I am working on a new watershed incremental loading script in stored procedure that would achieve fast and low traffic consumption, on tables containing 500K (and growing…) records of data.
I have a
source_table@container1 that contains a ID (
PRIMARY KEY with
AUTO_INCREMENT) and write_date columns.
Simply doing a
synchronize source_table@container1 into dest_table@container2 with insert or update identified by id
to synchronize the table data just works, very nicely and quite fast (approximately 140 seconds for 500K records).

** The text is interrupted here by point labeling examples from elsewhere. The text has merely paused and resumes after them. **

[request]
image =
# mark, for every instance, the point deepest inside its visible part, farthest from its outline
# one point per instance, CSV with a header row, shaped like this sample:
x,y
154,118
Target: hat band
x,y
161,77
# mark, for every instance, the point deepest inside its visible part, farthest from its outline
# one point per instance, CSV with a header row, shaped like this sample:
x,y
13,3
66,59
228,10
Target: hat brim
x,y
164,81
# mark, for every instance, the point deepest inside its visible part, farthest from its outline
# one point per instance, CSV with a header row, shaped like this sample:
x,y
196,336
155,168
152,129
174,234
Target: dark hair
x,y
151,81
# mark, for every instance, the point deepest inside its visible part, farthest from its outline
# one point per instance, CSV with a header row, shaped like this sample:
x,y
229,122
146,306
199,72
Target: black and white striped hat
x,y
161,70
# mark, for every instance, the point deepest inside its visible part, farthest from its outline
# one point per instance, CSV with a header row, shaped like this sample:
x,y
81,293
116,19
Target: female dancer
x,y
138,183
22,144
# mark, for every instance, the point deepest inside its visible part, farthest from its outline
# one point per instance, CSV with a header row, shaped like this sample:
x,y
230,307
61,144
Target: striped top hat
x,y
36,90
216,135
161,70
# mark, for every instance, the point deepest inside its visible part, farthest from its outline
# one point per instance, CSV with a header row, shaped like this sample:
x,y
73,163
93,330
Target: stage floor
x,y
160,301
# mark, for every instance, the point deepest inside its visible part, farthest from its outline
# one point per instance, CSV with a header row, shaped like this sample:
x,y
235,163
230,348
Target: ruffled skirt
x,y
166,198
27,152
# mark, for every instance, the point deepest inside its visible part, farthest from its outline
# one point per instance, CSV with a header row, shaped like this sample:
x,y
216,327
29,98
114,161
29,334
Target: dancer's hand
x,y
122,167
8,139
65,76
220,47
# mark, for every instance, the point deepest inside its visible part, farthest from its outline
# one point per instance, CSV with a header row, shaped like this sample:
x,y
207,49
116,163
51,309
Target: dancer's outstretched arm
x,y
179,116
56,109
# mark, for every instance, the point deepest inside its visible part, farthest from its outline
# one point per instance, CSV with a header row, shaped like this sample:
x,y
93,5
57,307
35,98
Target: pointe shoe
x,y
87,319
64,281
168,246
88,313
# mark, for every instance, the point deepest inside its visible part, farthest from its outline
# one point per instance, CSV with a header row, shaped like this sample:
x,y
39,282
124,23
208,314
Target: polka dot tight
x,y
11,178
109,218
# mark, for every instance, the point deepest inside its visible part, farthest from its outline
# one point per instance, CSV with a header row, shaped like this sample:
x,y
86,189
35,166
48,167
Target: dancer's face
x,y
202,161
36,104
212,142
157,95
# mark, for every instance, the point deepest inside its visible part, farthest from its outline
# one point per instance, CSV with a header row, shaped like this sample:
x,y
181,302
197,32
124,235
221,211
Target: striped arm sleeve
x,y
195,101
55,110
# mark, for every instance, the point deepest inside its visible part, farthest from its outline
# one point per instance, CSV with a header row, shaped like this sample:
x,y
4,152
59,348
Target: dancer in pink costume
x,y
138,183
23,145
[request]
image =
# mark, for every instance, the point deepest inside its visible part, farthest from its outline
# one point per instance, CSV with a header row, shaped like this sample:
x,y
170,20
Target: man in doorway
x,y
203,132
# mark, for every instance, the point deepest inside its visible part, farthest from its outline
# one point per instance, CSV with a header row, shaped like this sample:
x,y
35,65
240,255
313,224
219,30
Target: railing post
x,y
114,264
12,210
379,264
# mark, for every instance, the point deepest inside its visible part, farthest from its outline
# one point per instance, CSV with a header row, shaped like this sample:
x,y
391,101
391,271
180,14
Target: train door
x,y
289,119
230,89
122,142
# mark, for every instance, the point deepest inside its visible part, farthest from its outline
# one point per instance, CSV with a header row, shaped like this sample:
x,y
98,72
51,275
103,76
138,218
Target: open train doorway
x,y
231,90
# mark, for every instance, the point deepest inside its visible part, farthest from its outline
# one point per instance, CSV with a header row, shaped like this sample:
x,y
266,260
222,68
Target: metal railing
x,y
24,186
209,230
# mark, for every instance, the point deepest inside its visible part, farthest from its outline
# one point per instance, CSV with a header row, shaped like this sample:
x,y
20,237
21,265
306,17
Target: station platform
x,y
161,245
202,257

I’ve found out that Invantive
- downloads all records from both tables
- then does a compare of the data,
- then pushes the necessary insert or update to the
In my case, from over 500K records, only very few rows have changed value. Only doing incremental changes would take (if well-coded) a few ms. In my case I have 40+ data tables to synchronize, if possible at small and regular interval.
In my script logic I have done that for now:
I leverage a new table
sync_table@container2, that contains script run information, like
Select top 1 job_start from sync_data order by id DESC ->> that I store into a last_job_start variable.
then I get only created or updated records from container1:
create or replace temp@inmemorystorage as select * from source_table@container1 where write_date > last_job_start
This table holds a very small amount of updated or created records since the last sync, enabling incremental loading.
But them I stuck, because using the nice
synchronize that enables me (quite nicely) to skip writing a long
insert + update logic:
synchronize temp@inmemorystorage into dest_table@container2 with insert or update identified by id
synchronize still loads the full data from the container2… so I saved half of the script execution time.
Is there a turnaround (or new lnvantive logics to come
synchronize?) to overcome the full load of the destination container?